Exciton properties: learning from a decade of measurements on halide perovskites and transition metal dichalcogenides

Abstract

The exciton binding energy (Eb) is a key parameter that governs the physics of many optoelectronic devices. At their best, trustworthy and precise measurements of Eb challenge theoreticians to refine models, are a driving force in advancing the understanding a material system, and lead to efficient device design. At their worst, inaccurate Eb measurements lead theoreticians astray, sew confusion within the research community, and hinder device improvements by leading to poor designs. This review article seeks to highlight the pros and cons of different measurement techniques used to determine Eb, namely, temperature-dependent photoluminescence, resolving Rydberg states, electroabsorption, magnetoabsorption, scanning tunneling spectroscopy, and fitting the optical absorption.

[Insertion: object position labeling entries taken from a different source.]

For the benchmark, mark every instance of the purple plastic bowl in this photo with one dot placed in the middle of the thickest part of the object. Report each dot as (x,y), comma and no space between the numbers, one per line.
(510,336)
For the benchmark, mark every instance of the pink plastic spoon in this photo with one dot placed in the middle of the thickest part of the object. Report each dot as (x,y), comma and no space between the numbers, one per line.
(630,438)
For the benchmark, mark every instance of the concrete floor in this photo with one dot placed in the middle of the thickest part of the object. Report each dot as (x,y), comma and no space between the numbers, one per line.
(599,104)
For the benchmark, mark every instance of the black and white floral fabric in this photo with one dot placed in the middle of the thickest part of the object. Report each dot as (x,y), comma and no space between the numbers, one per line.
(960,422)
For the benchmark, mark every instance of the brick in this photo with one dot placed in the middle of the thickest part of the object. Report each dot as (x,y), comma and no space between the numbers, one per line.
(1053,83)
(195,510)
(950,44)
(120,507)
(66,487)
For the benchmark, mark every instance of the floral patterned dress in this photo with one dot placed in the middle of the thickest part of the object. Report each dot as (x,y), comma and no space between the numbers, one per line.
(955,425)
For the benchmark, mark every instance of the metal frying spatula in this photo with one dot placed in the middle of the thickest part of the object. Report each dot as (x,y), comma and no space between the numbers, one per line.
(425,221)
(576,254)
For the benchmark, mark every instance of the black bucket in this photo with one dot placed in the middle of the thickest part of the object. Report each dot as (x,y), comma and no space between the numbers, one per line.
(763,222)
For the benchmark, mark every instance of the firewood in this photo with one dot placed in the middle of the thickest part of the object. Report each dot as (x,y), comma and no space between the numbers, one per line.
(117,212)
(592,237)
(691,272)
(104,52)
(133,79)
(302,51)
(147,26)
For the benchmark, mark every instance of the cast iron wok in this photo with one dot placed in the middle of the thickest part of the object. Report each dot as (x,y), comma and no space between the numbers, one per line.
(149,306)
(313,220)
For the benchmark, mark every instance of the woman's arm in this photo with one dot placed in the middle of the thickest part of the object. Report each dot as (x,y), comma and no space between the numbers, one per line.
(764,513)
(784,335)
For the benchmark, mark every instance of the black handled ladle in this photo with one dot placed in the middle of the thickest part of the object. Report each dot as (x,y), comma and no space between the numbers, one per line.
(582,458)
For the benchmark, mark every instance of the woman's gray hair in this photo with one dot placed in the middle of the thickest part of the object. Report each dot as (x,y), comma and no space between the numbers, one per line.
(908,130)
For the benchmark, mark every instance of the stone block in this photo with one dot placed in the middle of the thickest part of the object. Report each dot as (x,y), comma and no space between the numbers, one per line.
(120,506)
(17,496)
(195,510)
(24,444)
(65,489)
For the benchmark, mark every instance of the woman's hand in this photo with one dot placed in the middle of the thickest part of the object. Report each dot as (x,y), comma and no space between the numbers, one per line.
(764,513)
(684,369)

Due to numerous conflicting Eb values reported for halide perovskites (HP) and transition metal dichalcogenides (TMDC) monolayers, an emphasis is placed on highlighting these measurements in attempt to reconcile the variance between different measurement techniques. By considering the published data en masse, we argue the experiments with the clearest indicators are in agreement on the following values: ~350 - 450 meV for TMDC monolayers between SiO2 and vacuum, ~150 - 200 meV for hBN-encapsulated TMDC monolayers, ~200 - 300 meV for common lead-iodide 2D HPs, and ~10 meV for methylammonium lead iodide.